Hearing aids and eyeglasses. See, they look like ordinary specs, maybe the kind with hearing aids built into the earpieces, but actually they’re…oh wait! Google’s already on that one.
Dog Poo. No, I’m not suggesting Al Qaeda would put explosives in dog poo. Let’s not start getting silly. However with the NSA surveilling everything from cell phones to Orc Assault games, what’s a poor terrorist to do when he wants to communicate with his co-terrorists? Why not secrete tiny rolled up paper messages in dog poop? Here’s how it would work:
A terrorist buys a dog. Then he scratches a tiny message in waterproof ink on a fortune-cookie fortune-sized ribbon of paper. Then he walks his dog on a pre-arranged route, back and forth until the dog does his business. Next, the terrorist quickly inserts his rolled-up message into the poop and hurries away.
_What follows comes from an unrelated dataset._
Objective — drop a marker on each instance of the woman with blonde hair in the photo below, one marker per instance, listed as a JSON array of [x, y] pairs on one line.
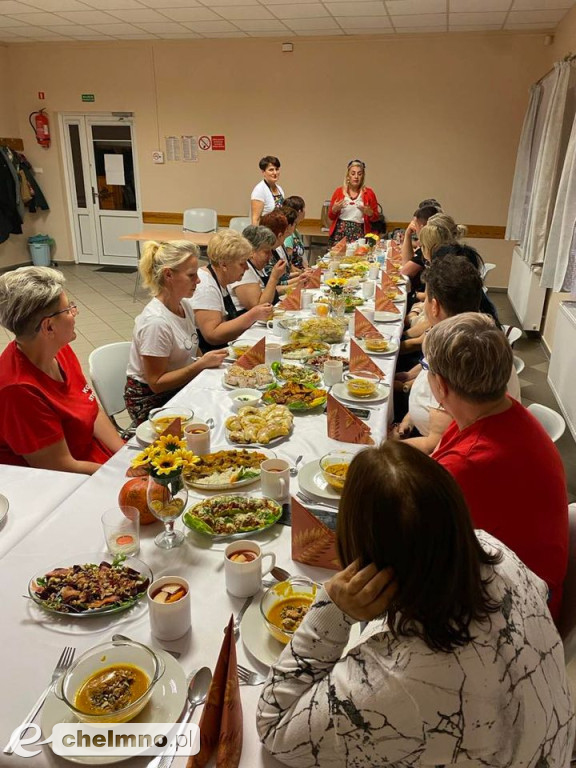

Everyone passing by will tch-tch that dog owners aren’t picking up, and how awful that is, but of course, nobody else wants to touch some strange dog’s droppings. So the stuff just sits there until the terrorist message recipient walks down the block looking for the poop. When he sees it, he pretends to be a public-spirited citizen, whips out a plastic bag, scoops the stuff up and carries it off. Back in a filthy rented room above an electronic games store, he dissects his treasure, reads the note, learns where to plant an IED, calls the right proctologist, and finally washes his hands.
Fortunately, dog poo secret messaging will be defeated when the NSA goes to America’s dog food makers and forces them to revamp their factories so that a tiny RFID tracking chip can be inserted in every last piece of kibble made in America. (Dog food imports will have to be prohibited as a national security measure.) Next, the NSA releases thousands of drones around America’s cities, disguised as Amazon package delivery vehicles. When an RFID chip in a pile of dog poo is detected, the airplane swoops down and scoops it up, for analysis at NSA headquarters.
Hey, I know all this is terribly expensive. But you can’t be too careful. Or too safe.